Yesterday I wrote a plugin for RT which allows one to use the members in a group as the values for a custom field. This is useful because it allows for user-signoff functionality. The problem to tackle was specifying which group to use. The obvious answer was to use an attribute on the custom field. The custom field was passed into the plugin via an inherited method. I chose to override this method and capture the field so that I could grab its attribute.

The solution would have worked except that I assumed the method was not needed anywhere else, a very silly mistake in hindsight. So I fired up RT and sure enough it did not work as expected. Since my mistake was very silly indeed, it was easy to spot and correct. Following good practices, however, I decided to add an additional test that covered what I had missed previously.

If I had fired up RT as soon as I "fixed" the problem, I would have seen it working as desired and avoided a huge headache. Unfortunately, however, I did not fire up RT; I ran my tests instead. To my dismay my new tests were failing. I was sure I had done everything right, so I double checked:

* Field Created - Check
* Attribute added - Check
* Attribute exists - Check
* Using my class worked - Check
* Asking the field for its values - Fail

At this point I began to suspect a bug in RT, or incorrect documentation, because I was sure I had done everything correctly. I was right, too. It was all correct. The problem was that when I first started working on RT I had to add and retrieve attributes manually using the RT::Attribute class. However RT has an RT::Record class that most RT classes inherit from. Within this class are some methods for adding and retrieving Attributes on an object. Unlike me, RT used these methods.

I am not sure if my inexperience 6 months ago led me to miss them, or if they simply were not in RT at that version (we previously used 3.6, we now use 3.8) but for whatever reason when I first looked for them I did not find them, and have been doing it the hard way ever since. After a very long time of poking at every little thing trying to find my mistake, or an RT bug, I eventually found these methods.

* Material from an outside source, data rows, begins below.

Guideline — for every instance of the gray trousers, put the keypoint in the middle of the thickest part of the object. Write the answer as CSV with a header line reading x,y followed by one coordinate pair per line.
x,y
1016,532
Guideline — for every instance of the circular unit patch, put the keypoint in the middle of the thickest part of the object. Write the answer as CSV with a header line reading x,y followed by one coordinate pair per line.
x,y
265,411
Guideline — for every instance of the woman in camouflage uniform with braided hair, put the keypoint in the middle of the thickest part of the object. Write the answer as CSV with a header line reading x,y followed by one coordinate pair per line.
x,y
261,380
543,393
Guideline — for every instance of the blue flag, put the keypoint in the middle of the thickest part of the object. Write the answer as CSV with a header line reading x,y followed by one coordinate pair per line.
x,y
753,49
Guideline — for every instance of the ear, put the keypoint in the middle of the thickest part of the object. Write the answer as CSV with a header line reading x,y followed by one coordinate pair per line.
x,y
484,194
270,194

I Added a test to retrieve the attribute using the RT method... no luck, test failed. So I looked more deeply at the methods. What I found made me slap my forehead. RT caches attributes when an object is created/loaded. As such I would crate my custom field and then my attribute, however since I did not use the method, the cache was not updated. Because of this very few components, if any, would be able to find it.

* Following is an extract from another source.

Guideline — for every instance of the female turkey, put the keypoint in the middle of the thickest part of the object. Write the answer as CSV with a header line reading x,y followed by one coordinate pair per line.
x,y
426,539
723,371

This cache issue is not one that ever would have come up during usage. Our system loads data such as attributes into the database well before the server is started, because of that they would be present. This is why firing up the app would have shown that it was indeed working. I was able to update my test, and now everything passes.

Lessons:
* When you think 'hey, that method would be useful, but there is none' take note to check every version update to see if it was added.
* If you know your application does caching, and you are not getting data you KNOW you gave it, make sure the cache is updated.